The information of the compounds in purple PF and green PF by GC-MS.

Peak No. Retention Time (min) Compounds Molecular Weight Molecular Formula Retention Index VIP p-Value
1 5.01 α-Pinene 136 C10H16 918 0.11 ***
2 5.66 Pseudolimonene 136 C10H16 964 0.12 ***
3 6.45 D-limonene 136 C10H16 1018 1.02 ***
4 7.52 α-Terpinene 136 C10H16 1083 0.09 ***
5 7.69 Linalool 154 C10H18O 1093 0.13 -
6 9.71 α-Terpineol 154 C10H18O 1193 0.24 ***
7 10.01 Perilla alcohol 152 C10H16O 1207 0.06 ***
8 10.1 Egomaketone 166 C10H14O2 1210 0.34 ***
9 10.54 Nerol 154 C10H18O 1229 0.14 *
10 11.21 Perilla ketone 166 C10H14O2 1257 5.78 ***
11 11.71 Shisool 154 C10H18O 1277 1.06 ***
12 11.87 Perillaldehyde 150 C10H14O 1284 2.56 ***
13 12.45 Isoegomaketone 164 C10H12O2 1307 2.03 ***
14 13.28 Methyl perillate 180 C11H16O2 1339 0.07 ***
15 13.43 γ-Elemene 204 C15H24 1344 0.20 ***
16 13.94 Eugenol 164 C10H12O2 1363 0.20 ***
17 14.51 α-Copaene 204 C15H24 1385 0.06 -
18 14.77 β-Bourbonene 204 C15H24 1395 0.18 ***
19 14.94 β-Elemene 204 C15H24 1401 0.05 *
20 15.77 β-Caryophyllene 204 C15H24 1431 0.45 ***
21 16.66 Perillic acid 166 C10H14O2 1464 0.22 ***
22 17.44 β-Copaene 204 C15H24 1492 0.19 -
23 17.74 Cis-α-Bergamotene 204 C15H24 1503 0.63 -
24 17.88 Bicyclogermacrene 204 C15H24 1508 0.28 **
25 18.09 α-Farnesene 204 C15H24 1516 0.17 ***
26 18.51 Myristicin 192 C11H12O3 1531 0.03 *
27 18.59 δ-Cadinene 204 C15H24 1532 0.05 *
28 19.43 Elemicin 208 C12H16O3 1565 0.05 -
29 19.64 Nerolidol 222 C15H26O 1572 0.15 -
30 20.12 Espatulenol 220 C15H24O 1590 0.10 ***
31 20.27 β-Caryophyllene oxide 220 C15H24O 1595 0.11 -
32 20.59 α-Patchoulene 204 C15H24 1607 0.36 ***
33 21.35 Apiol 222 C12H14O4 1636 0.07 -
34 22.16 Isoelemicin 208 C12H16O3 1666 0.03 -
35 22.62 Isoaromadendrene epoxide 220 C15H24O 1683 0.03 **
36 26.89 Phytyl acetate 338 C22H42O2 1849 0.29 **
37 27.04 Pentadecanone 268 C18H36O 1855 0.05 ***
38 29.91 Palmitic acid 256 C16H32O2 1973 0.38 ***
39 30.67 Ethyl palmitate 284 C18H36O2 2005 0.03 *
40 33.39 Phytol 296 C20H40O 2119 0.24 *
41 34.89 α-Linolenic acid 278 C18H30O2 2181 0.06 -
42 37.32 Glycidyl palmitate 312 C19H36O3 2283 0.08 ***
43 47.41 Squalene 410 C30H50 2705 1.60 ***
44 48.56 Nonacosane 408 C29H60 2754 0.40 *
45 49.16 1-Heptatriacotanol 537 C37H76O 2779 0.38 ***
46 51.91 Hentriacontane 436 C31H64 2894 0.98 ***
47 52.61 Tocopheryl 430 C29H50O2 2923 1.01 ***
48 54.44 Campesterol 400 C28H48O 3000 0.20 ***
49 55.2 β-Stigmasterol 412 C29H48O 3031 0.12 *
50 56.33 Dotriacontane 450 C32H66 3079 0.87 ***
51 56.68 γ-Sitosterol 414 C29H50O 3093 0.39 ***
52 57.42 β-Amyrin 426 C30H50O 3124 0.17 -
53 57.98 β-Amyrone 424 C30H48O 3148 0.04 -
54 58.7 α-Amyrin 426 C30H50O 3178 0.27 -

“-” represent no significant difference. VIP, variable importance in projection. * p < 0.05; ** p < 0.01; *** p < 0.001.

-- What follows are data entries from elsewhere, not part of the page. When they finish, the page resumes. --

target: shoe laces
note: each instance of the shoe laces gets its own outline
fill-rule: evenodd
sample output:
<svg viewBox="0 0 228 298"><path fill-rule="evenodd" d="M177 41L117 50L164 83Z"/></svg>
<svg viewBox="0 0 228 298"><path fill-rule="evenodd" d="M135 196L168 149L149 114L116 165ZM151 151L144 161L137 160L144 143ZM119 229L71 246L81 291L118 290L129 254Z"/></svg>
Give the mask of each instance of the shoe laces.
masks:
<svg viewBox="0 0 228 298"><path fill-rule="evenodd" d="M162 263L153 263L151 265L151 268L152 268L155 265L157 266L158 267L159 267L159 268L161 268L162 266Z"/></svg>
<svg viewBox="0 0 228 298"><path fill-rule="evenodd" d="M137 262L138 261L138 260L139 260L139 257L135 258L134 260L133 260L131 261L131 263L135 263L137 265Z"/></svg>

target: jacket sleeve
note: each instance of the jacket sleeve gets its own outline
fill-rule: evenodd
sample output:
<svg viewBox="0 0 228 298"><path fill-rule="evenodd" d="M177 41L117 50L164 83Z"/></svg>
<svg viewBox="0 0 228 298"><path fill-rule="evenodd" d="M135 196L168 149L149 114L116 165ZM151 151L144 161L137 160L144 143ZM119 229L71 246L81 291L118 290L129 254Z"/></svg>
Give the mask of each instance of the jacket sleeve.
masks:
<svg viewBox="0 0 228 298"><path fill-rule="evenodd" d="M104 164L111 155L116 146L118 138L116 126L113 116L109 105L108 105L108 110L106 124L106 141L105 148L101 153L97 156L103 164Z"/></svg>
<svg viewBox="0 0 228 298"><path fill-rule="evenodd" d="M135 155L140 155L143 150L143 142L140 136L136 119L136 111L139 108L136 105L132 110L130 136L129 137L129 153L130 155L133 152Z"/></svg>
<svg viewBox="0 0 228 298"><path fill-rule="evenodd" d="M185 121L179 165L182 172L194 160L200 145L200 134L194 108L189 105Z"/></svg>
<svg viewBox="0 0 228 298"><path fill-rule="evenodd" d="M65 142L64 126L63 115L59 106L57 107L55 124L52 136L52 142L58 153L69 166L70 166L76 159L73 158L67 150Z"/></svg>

2.2. Chemical Comparison of Purple and Green PF

In this work, all 54 detected compounds were found in both purple and green PF, with their contents varying. To further specify the difference of the n-hexane extract profiles of purple and green PF, multivariate statistical methods, including PCA, OPLS-DA and CA, were used to analyze the data.

PCA is an unsupervised pattern recognition method to visualize grouping trends and outliers. PCA was performed with 54 compounds used as independent variables. As shown in the PCA scores plot (Figure 2A), all samples were clearly separated into two groups corresponding to purple PF and green PF. The first two components explained 68.5% of the total variance. PCA results indicated that the purple PF and green PF samples were indeed different in terms of the content of identified compounds.

Figure 2.

Figure 2

Determination of differential compounds from two PF varieties. (A) Unsupervised PCA score plot of purple and green PF samples. PC1 occupies 49.0% and PC2 19.5% of total variance. (B) Supervised OPLS-DA score plot of purple and green PF samples. PC1 occupies 81.5% and PC2 6.73% of total variance. (C) Permutation test at 200 times used for the discrimination between the two PF varieties. (D) Scatter plot of p-value and VIP value. The green points show differential compounds with VIP > 1, p < 0.05.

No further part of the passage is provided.